The assessee is an employee of an Italian company—Italviscose Eastern Trading S.P.A. Milan, which had entered into an agreement with South India Viscose Ltd. in connection with the expansion project of the latter company’s pulp plant. Under the terms of that agreement out of the sums paid by the Indian company to the Italian company, the employee of the Italian company was to receive the amounts specified in that agreement, the rate being 75,000 Italian Lira per day payable in an Italian bank. No payments were made by the Indian company to the assessee directly. The Indian company was only to provide the boarding and lodging facilities and allowance for his day- to-day expenses while in India.

The Indian company, as required by s. 195 of the IT Act at the time of making payments to the Italian company deducted tax thereon, and remitted the same to the Government. The ITO construed that the remittance as indicating the payment of tax-free salary to the assessee. On that basis, he grossed up the salary and demanded tax from the assessee on the amounts so grossed up. The CIT(A) set aside that order. The Tribunal having upheld the order of the CIT, the Revenue has brought this reference before us.
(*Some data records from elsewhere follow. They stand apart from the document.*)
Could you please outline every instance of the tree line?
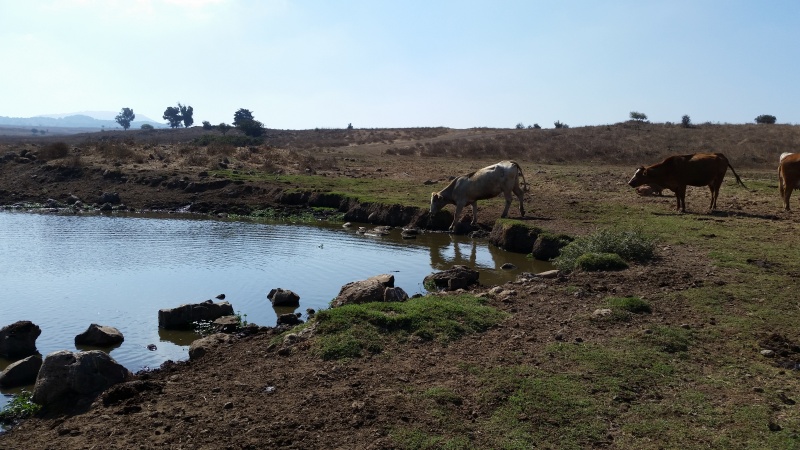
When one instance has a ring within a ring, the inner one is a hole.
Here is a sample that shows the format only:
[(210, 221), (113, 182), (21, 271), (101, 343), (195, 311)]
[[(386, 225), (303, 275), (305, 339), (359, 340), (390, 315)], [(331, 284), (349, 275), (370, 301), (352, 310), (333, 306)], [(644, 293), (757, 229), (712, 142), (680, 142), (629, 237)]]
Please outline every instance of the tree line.
[[(164, 115), (162, 118), (167, 121), (167, 124), (170, 126), (170, 128), (179, 128), (181, 126), (189, 128), (192, 126), (192, 124), (194, 124), (194, 108), (189, 105), (183, 105), (179, 102), (178, 106), (168, 106), (167, 109), (164, 110)], [(119, 114), (117, 114), (117, 116), (114, 118), (114, 120), (125, 130), (131, 127), (131, 122), (133, 122), (134, 119), (136, 119), (136, 114), (131, 108), (122, 108)], [(259, 137), (264, 134), (264, 124), (256, 120), (252, 111), (245, 108), (239, 108), (239, 110), (233, 114), (233, 126), (228, 125), (225, 122), (217, 125), (217, 129), (221, 131), (222, 134), (227, 133), (231, 128), (234, 127), (238, 130), (241, 130), (245, 135), (251, 137)], [(152, 128), (153, 126), (150, 124), (142, 125), (142, 129)], [(210, 122), (203, 121), (204, 130), (211, 130), (213, 128), (214, 126), (211, 125)]]

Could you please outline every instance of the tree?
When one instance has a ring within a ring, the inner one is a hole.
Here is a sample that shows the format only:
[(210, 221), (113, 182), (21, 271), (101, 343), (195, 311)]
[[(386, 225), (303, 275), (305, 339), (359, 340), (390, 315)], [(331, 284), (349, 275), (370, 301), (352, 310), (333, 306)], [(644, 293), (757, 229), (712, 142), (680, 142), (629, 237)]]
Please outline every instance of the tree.
[(194, 108), (191, 106), (184, 106), (178, 103), (178, 109), (181, 110), (181, 117), (183, 118), (183, 126), (189, 128), (194, 123), (194, 119), (192, 115), (194, 114)]
[(233, 113), (233, 126), (239, 127), (241, 124), (255, 120), (253, 113), (249, 109), (239, 108), (238, 111)]
[(133, 119), (136, 118), (136, 114), (133, 113), (133, 110), (130, 108), (122, 108), (122, 110), (117, 114), (117, 117), (114, 120), (125, 130), (131, 127), (131, 122)]
[(774, 124), (777, 118), (775, 116), (771, 116), (769, 114), (762, 114), (756, 117), (756, 123), (766, 123), (766, 124)]
[(180, 108), (167, 106), (167, 109), (164, 110), (163, 119), (169, 123), (170, 128), (178, 128), (181, 126), (181, 122), (183, 122)]
[(647, 114), (631, 111), (631, 119), (637, 122), (644, 122), (645, 120), (647, 120)]
[(257, 121), (249, 109), (239, 108), (233, 114), (233, 126), (247, 136), (259, 137), (264, 134), (264, 124)]

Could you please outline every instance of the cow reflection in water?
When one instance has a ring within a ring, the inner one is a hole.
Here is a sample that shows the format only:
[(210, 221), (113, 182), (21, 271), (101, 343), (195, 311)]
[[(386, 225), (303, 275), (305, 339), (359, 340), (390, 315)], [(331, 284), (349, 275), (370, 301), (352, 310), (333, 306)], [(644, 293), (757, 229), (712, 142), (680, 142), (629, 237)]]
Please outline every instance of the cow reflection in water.
[(455, 235), (447, 235), (450, 242), (441, 244), (431, 244), (431, 266), (435, 270), (447, 270), (454, 265), (467, 266), (472, 268), (484, 267), (498, 269), (503, 264), (508, 254), (494, 245), (486, 245), (489, 260), (485, 256), (478, 260), (478, 243), (474, 239), (464, 238)]

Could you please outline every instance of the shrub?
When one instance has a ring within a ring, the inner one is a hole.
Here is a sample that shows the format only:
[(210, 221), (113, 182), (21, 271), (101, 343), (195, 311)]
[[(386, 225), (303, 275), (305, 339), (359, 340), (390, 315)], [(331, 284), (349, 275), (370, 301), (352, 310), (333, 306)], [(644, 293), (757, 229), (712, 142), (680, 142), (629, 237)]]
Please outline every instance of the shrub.
[(653, 308), (639, 297), (610, 297), (606, 303), (611, 309), (621, 309), (633, 314), (650, 314)]
[(775, 116), (771, 116), (769, 114), (762, 114), (756, 117), (756, 123), (766, 123), (766, 124), (774, 124), (777, 118)]
[(31, 397), (33, 393), (25, 390), (15, 395), (14, 399), (0, 410), (0, 423), (13, 423), (36, 414), (41, 405), (33, 403)]
[(53, 142), (52, 144), (47, 144), (39, 150), (39, 154), (37, 155), (39, 159), (43, 161), (49, 161), (51, 159), (59, 159), (64, 158), (69, 154), (69, 146), (64, 142)]
[(648, 261), (655, 256), (655, 239), (639, 230), (604, 229), (572, 241), (553, 263), (559, 269), (572, 270), (586, 253), (615, 253), (624, 261)]
[(575, 268), (586, 272), (625, 270), (628, 263), (616, 253), (584, 253), (575, 260)]

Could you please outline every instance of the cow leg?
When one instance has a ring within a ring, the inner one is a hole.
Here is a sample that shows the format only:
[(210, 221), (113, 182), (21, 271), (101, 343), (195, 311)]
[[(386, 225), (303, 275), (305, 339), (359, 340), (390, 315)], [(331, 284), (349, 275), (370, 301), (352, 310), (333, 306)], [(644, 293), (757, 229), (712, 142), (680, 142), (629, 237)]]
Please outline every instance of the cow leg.
[(686, 186), (675, 191), (675, 199), (677, 200), (675, 209), (680, 212), (686, 212)]
[(503, 208), (503, 214), (500, 217), (508, 217), (508, 210), (511, 208), (511, 192), (503, 192), (503, 196), (506, 198), (506, 207)]
[(708, 205), (708, 210), (713, 211), (717, 208), (717, 196), (719, 195), (719, 189), (714, 189), (714, 186), (709, 186), (709, 190), (711, 190), (711, 204)]
[(472, 202), (472, 224), (478, 224), (478, 201)]
[(461, 210), (464, 209), (464, 205), (457, 204), (456, 205), (456, 212), (453, 215), (453, 223), (450, 225), (450, 231), (454, 231), (456, 229), (456, 224), (458, 223), (458, 217), (461, 216)]
[(519, 199), (519, 216), (525, 217), (525, 207), (522, 205), (522, 199), (525, 196), (525, 193), (522, 192), (522, 189), (519, 188), (519, 185), (514, 185), (514, 195), (516, 195)]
On the facts as found by the Tribunal, it is amply clear that the assessee was not an employee of the Indian company, and he had not been paid any salary by the Indian company. He was a technician, who had been sent by his Italian employer pursuant to an agreement between that employer and the Indian company with regard to the expansion of the pulp plant of the Indian company. The Indian company under the terms of that agreement was only required to pay the Italian company the amounts specified in the agreement. The payment of the technician’s salary was to be made by the Italian company in Italy. The Indian company was required to, and did comply with s. 195 of the IT Act by deducting the tax at source on all the amounts paid by it to the Italian company. These facts did not in the least warrant the view taken by the ITO that the Indian company had paid a tax-free salary by having remitted to tax-free salary to the technician sent by the Italian company. The view taken by the ITO was perverse, and was rightly reversed in appeal by the CIT, and that reversal again rightly upheld by the Tribunal.

We see no merit whatsoever in this reference. The question referred to us, as to whether the Tribunal was right in law in holding that there could be no grossing up of income on tax basis, and that the ITO erred in law in treating the tax paid by the company as perquisites taxable in the hands of the assessee, against the Revenue, and in favour of the assessee. The Revenue shall pay costs in the sum of Rs. 2,000.